SQLite Forum

Is using prepared statements without a FROM to employ built-in methods bad practice?
Login

Is using prepared statements without a FROM to employ built-in methods bad practice?

(1.1) By Gary (1codedebugger) on 2020-12-27 20:20:50 edited from 1.0 [link] [source]

When it comes to C, I'm just a hack at best; so, this might be good for humor at least, but...

Is it bad practice or a coding abuse to keep a prepared statement in memory that is a SELECT without a FROM just to use json_extract to perform simple parses? For example,

sqlite3_stmt *stmt_json;
sqlite3_prepare_v2( dbEN, "select json_extract(?,?)", -1, &stmt_json, NULL );

And if j is the json string of an array of strings, such as ["string","string",..,"string"] and n its length, is it awful to do as follows (with all the error checking removed) in rebinding the array index in a loop ? It worked and seems quick enough, but feels like I'm misusing SQLite in some way.

Thank you.

void json_decode_array_text( sqlite3_stmt *stmt_json, char *j, char *list[], int *n )
{
int rc, k, error = 0;
char idx[25];

sqlite3_bind_text( stmt_json, 1, j, strlen(j), SQLITE_STATIC );
for ( k = 0; k < *n && !error; k++ )
{
sprintf( idx, "$[%d]", k )
sqlite3_bind_text( stmt_json, 2, idx, strlen( idx ), SQLITE_STATIC );
while ( ( rc = sqlite3_step( stmt_json ) ) == SQLITE_ROW )
sprintf( list[ k ], "%s", sqlite3_column_text( stmt_json, 0 ) );
sqlite3_reset( stmt_json );
} // next k
}

(2) By Clemens Ladisch (cladisch) on 2020-12-27 10:08:11 in reply to 1.0 [link] [source]

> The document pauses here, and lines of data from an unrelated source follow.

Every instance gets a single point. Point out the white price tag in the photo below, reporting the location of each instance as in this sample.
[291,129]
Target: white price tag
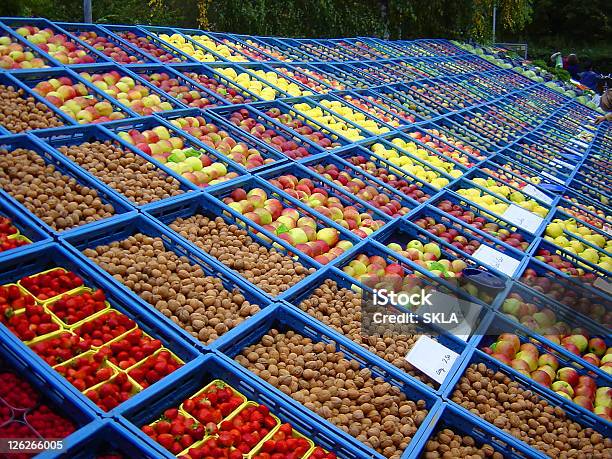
[552,177]
[603,284]
[523,218]
[534,192]
[564,164]
[432,358]
[573,152]
[494,258]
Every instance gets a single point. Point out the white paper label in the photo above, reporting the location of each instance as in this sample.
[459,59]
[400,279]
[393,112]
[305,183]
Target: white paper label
[552,177]
[494,258]
[603,284]
[523,218]
[432,358]
[564,164]
[534,192]
[573,152]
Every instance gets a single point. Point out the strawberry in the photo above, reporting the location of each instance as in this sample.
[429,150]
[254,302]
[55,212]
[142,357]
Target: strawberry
[155,368]
[17,392]
[104,328]
[174,431]
[74,308]
[51,284]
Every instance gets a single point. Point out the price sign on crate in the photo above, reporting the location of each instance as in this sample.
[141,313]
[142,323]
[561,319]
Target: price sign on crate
[496,259]
[523,218]
[552,177]
[432,358]
[537,194]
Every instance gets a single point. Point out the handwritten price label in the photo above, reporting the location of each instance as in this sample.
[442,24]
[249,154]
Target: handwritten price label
[494,258]
[603,284]
[523,218]
[564,164]
[537,194]
[552,177]
[432,358]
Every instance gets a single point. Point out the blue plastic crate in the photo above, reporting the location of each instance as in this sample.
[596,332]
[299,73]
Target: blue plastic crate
[107,195]
[51,391]
[374,106]
[23,223]
[138,37]
[32,78]
[123,227]
[79,32]
[404,96]
[41,23]
[256,51]
[223,194]
[285,318]
[129,72]
[186,36]
[563,319]
[413,188]
[215,366]
[574,413]
[15,38]
[523,169]
[56,138]
[340,73]
[272,157]
[101,437]
[157,74]
[273,51]
[467,424]
[336,170]
[274,132]
[8,80]
[297,295]
[200,75]
[452,139]
[124,129]
[460,289]
[572,291]
[187,206]
[467,231]
[321,184]
[48,256]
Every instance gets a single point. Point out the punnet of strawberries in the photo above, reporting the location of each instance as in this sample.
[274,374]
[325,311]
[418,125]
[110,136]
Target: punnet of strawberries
[71,309]
[49,424]
[214,404]
[6,227]
[175,431]
[51,284]
[59,349]
[86,371]
[131,349]
[12,299]
[247,428]
[283,445]
[320,453]
[112,393]
[8,244]
[154,368]
[104,328]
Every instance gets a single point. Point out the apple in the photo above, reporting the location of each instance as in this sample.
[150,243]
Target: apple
[550,361]
[563,386]
[569,375]
[529,358]
[541,377]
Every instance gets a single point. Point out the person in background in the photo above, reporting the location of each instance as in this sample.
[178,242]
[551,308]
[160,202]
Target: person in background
[572,66]
[606,105]
[589,78]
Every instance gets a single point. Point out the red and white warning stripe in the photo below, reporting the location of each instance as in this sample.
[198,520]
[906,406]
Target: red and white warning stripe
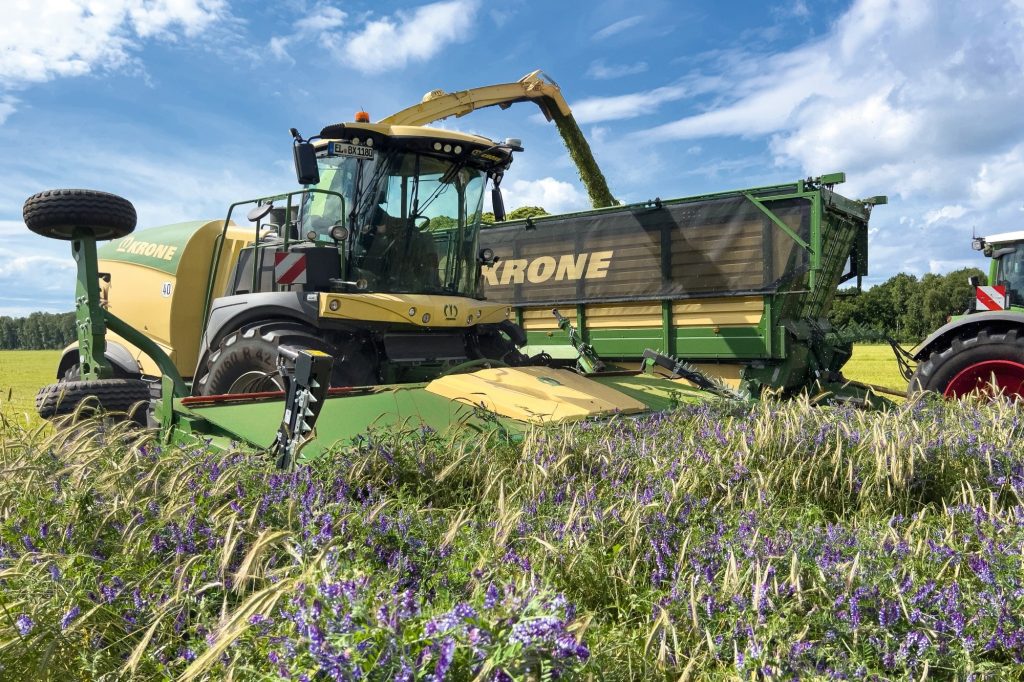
[991,298]
[289,267]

Reusing a prepared statement in a loop is certainly OK.

Keeping the statement longer does not hurt because it does not need much memory. But re-parsing the SQL would not need much timer either. It does not really matter either way.

The only misuse is using NULL as the last parameter of sqlite3_bind_text().

(4) By Gary (1codedebugger) on 2020-12-27 20:19:29 in reply to 2 [link] [source]

Thank you. I'll fix that in the post also.

(5) By Keith Medcalf (kmedcalf) on 2020-12-27 20:45:43 in reply to 2 [link] [source]

SQLITE_STATIC, NULL, 0; and, (void*)0 all have the same value. The difference is merely a matter of syntactic sugar (different spellings for the same thing).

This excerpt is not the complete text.